In patients with overt hypothyroidism, T4 therapy for several months raises the 24-hour heart rate by approximately 10 percent. It usually does not increase the frequency of premature atrial complex (PAC; also referred to as a premature atrial beat, premature supraventricular complex, or premature supraventricular beat; 22 of 25 patients had no increase in one study [20]) or of premature ventricular beats. TSH measurements should guide treatment to assure precise replacement into the optimal euthyroid range.

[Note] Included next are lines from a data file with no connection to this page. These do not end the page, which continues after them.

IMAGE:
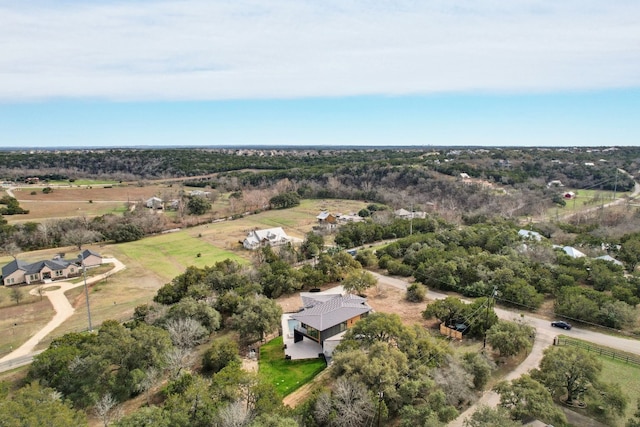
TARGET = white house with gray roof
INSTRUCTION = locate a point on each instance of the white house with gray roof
(269, 237)
(19, 272)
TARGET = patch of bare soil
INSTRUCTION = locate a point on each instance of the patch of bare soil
(392, 300)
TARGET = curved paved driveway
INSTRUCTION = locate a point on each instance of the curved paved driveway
(63, 310)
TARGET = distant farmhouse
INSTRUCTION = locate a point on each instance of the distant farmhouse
(154, 203)
(405, 214)
(18, 272)
(268, 237)
(327, 220)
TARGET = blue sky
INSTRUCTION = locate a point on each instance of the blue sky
(368, 72)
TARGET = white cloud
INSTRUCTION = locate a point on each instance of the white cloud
(225, 49)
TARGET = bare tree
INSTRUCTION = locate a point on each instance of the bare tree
(12, 249)
(151, 377)
(349, 405)
(235, 414)
(186, 332)
(177, 359)
(107, 409)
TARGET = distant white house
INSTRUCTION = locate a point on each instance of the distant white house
(268, 237)
(154, 203)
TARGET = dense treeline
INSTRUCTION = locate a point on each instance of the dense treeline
(477, 259)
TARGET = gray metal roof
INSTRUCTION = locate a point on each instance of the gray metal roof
(332, 312)
(34, 267)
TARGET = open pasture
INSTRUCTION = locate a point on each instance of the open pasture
(155, 260)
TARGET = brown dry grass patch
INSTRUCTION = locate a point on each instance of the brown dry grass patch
(19, 322)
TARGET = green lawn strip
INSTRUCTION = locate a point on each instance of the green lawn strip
(601, 350)
(84, 182)
(625, 374)
(286, 375)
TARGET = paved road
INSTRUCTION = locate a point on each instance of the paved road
(544, 338)
(63, 310)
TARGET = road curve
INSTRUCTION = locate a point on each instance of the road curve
(545, 334)
(63, 310)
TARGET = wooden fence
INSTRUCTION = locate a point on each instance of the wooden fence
(602, 351)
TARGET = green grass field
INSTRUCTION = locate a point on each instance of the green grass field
(585, 199)
(286, 375)
(156, 260)
(168, 255)
(84, 182)
(628, 376)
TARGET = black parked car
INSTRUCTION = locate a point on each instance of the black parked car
(561, 324)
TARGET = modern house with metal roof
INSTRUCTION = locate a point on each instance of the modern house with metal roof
(327, 315)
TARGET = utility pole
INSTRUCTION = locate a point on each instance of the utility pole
(411, 222)
(86, 290)
(486, 318)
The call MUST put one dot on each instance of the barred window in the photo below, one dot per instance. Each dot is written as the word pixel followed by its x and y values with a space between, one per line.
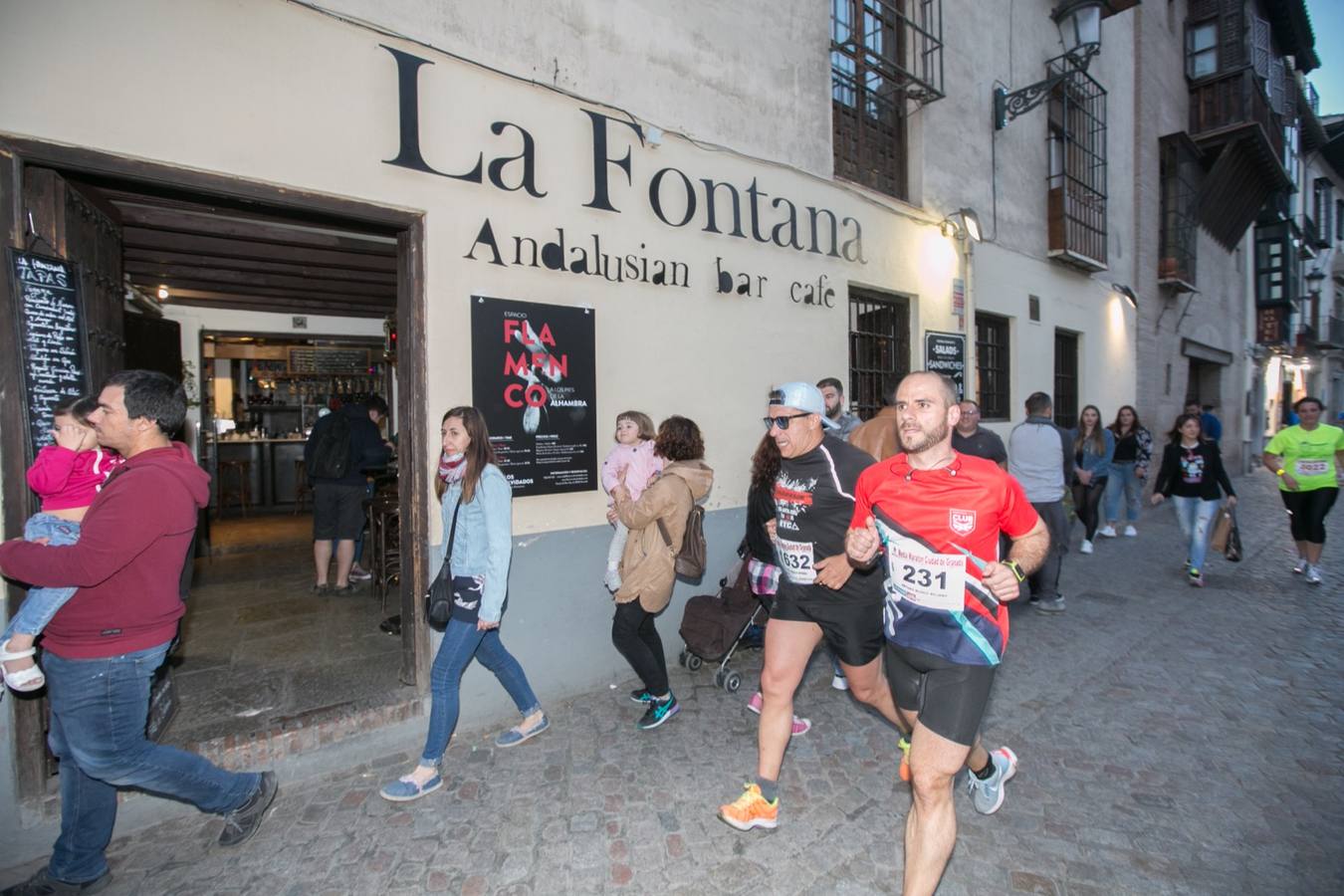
pixel 992 365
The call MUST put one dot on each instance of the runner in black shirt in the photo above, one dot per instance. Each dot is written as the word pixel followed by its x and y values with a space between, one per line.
pixel 821 595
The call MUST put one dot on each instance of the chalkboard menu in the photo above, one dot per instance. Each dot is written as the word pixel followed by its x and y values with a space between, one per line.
pixel 51 337
pixel 320 358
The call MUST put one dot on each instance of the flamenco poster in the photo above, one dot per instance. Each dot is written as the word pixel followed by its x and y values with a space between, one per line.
pixel 534 377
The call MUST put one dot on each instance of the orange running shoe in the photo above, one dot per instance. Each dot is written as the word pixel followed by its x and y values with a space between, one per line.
pixel 750 810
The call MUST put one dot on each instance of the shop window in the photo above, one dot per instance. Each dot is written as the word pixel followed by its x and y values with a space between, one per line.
pixel 886 57
pixel 1066 377
pixel 879 348
pixel 992 365
pixel 1275 264
pixel 1179 173
pixel 1077 184
pixel 1202 50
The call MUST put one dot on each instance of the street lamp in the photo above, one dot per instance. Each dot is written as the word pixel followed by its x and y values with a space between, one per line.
pixel 1079 33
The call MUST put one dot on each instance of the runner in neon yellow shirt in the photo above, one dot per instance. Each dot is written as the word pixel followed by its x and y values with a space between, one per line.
pixel 1308 460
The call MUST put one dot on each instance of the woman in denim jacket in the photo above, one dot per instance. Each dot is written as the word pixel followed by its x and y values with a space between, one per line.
pixel 477 546
pixel 1093 450
pixel 1128 470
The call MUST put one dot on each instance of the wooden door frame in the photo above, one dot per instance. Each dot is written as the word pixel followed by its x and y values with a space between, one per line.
pixel 16 152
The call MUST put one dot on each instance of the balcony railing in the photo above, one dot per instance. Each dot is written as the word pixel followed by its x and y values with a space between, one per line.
pixel 1228 103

The clearance of coagulation factors is decreased in hypothyroidism [21]. In patients being treated with warfarin anticoagulation, the dose required to maintain a therapeutic prothrombin time increases during hypothyroidism, and this increase is reversed with restoration of a normal TSH [1].

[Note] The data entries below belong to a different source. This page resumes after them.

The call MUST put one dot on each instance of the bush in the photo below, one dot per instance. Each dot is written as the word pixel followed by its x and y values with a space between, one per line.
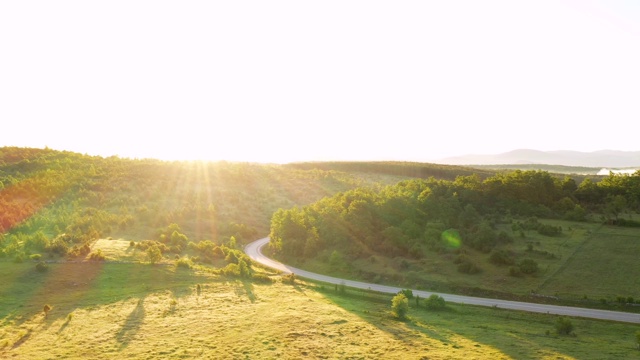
pixel 262 278
pixel 42 266
pixel 501 257
pixel 466 266
pixel 400 306
pixel 564 326
pixel 515 271
pixel 184 262
pixel 289 279
pixel 97 255
pixel 408 293
pixel 230 270
pixel 528 266
pixel 435 302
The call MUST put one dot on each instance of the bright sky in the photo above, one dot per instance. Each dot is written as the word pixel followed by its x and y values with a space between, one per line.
pixel 281 81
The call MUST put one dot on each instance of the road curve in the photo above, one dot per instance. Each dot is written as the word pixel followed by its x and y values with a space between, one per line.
pixel 254 251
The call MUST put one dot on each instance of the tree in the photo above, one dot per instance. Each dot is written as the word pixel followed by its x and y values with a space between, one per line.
pixel 154 254
pixel 435 302
pixel 400 306
pixel 46 309
pixel 564 326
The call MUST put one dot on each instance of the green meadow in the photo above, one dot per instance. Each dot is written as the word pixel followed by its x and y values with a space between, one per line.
pixel 115 310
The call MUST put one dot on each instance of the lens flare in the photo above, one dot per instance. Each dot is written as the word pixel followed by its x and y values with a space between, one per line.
pixel 451 238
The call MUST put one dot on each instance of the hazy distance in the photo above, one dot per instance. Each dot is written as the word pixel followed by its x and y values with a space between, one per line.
pixel 288 81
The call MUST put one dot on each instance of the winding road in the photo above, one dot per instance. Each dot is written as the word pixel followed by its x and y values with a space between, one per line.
pixel 254 251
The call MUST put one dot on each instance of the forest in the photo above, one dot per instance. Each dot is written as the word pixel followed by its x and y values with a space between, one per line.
pixel 508 220
pixel 59 203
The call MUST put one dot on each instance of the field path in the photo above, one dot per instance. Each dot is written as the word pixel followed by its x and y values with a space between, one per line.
pixel 254 251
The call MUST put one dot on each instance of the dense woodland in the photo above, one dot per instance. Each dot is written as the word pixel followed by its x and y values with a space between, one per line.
pixel 416 217
pixel 58 203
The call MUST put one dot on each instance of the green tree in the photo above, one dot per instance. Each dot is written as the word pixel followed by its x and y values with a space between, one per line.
pixel 154 254
pixel 435 302
pixel 400 306
pixel 564 326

The long-term cardiovascular outcomes of patients treated for overt hypothyroidism are unclear. A population-based study assessed mortality and vascular outcomes among 15,889 treated individuals and 524,152 subjects in the general population [22]. Excess cardiovascular morbidity from arrhythmias and nonfatal ischemic heart and cerebrovascular disease was observed among those treated for hypothyroidism [22]. However, there was no increase in all-cause mortality. The long-term cardiovascular effects of treatment of patients with subclinical hypothyroidism are reviewed separately. (See "Subclinical hypothyroidism in nonpregnant adults", section on 'Cardiovascular disease'.)

SUMMARY

●Cardiovascular changes – The major cardiovascular changes that occur in hypothyroidism include a decrease in cardiac output and cardiac contractility, a reduction in heart rate, and an increase in peripheral vascular resistance. (See 'Pathophysiology' above.)

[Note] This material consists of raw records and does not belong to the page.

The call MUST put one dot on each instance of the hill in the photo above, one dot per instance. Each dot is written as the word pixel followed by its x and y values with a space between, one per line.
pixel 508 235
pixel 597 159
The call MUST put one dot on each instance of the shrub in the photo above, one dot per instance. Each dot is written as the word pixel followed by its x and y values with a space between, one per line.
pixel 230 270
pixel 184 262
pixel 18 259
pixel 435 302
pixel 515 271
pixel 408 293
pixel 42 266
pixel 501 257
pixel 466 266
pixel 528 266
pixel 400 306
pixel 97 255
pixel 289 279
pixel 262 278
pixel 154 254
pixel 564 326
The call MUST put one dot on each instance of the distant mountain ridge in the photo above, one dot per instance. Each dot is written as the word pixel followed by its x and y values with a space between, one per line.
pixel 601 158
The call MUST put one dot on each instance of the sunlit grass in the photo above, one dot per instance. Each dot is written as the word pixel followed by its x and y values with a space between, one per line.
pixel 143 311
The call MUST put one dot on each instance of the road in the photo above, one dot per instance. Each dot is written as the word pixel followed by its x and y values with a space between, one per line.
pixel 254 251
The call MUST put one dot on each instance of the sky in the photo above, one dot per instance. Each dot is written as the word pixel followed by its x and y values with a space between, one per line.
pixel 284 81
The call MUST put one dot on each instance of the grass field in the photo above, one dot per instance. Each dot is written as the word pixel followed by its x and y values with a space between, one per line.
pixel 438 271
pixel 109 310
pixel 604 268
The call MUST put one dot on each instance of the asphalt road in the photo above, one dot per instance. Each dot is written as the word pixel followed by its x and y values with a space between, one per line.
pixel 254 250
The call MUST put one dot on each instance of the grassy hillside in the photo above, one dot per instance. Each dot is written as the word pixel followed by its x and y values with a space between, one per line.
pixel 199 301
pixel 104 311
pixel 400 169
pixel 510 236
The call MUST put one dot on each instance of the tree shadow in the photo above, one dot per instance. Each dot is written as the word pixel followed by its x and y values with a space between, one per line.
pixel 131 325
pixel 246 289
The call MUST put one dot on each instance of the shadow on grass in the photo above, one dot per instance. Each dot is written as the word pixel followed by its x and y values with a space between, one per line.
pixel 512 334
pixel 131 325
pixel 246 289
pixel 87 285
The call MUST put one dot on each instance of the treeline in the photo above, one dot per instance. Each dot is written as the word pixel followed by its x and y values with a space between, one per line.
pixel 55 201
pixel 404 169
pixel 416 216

●Cardiac clinical manifestations – Symptoms of cardiovascular dysfunction are not common or prominent in patients with hypothyroidism. They may include exertional dyspnea, exercise intolerance, and edema. Findings on physical examination may include bradycardia, hypertension, nonpitting edema, and pleural or pericardial effusion (table 1). (See 'Clinical manifestations' above.)

Dyslipidemia is common in hypothyroidism. The usual findings are high serum total and low-density lipoprotein (LDL) cholesterol concentrations. (See 'Lipids' above.)

●Effect of treatment – The changes in cardiovascular function in hypothyroidism respond to replacement therapy with thyroxine (T4) (figure 2). (See 'Effect of treatment' above.)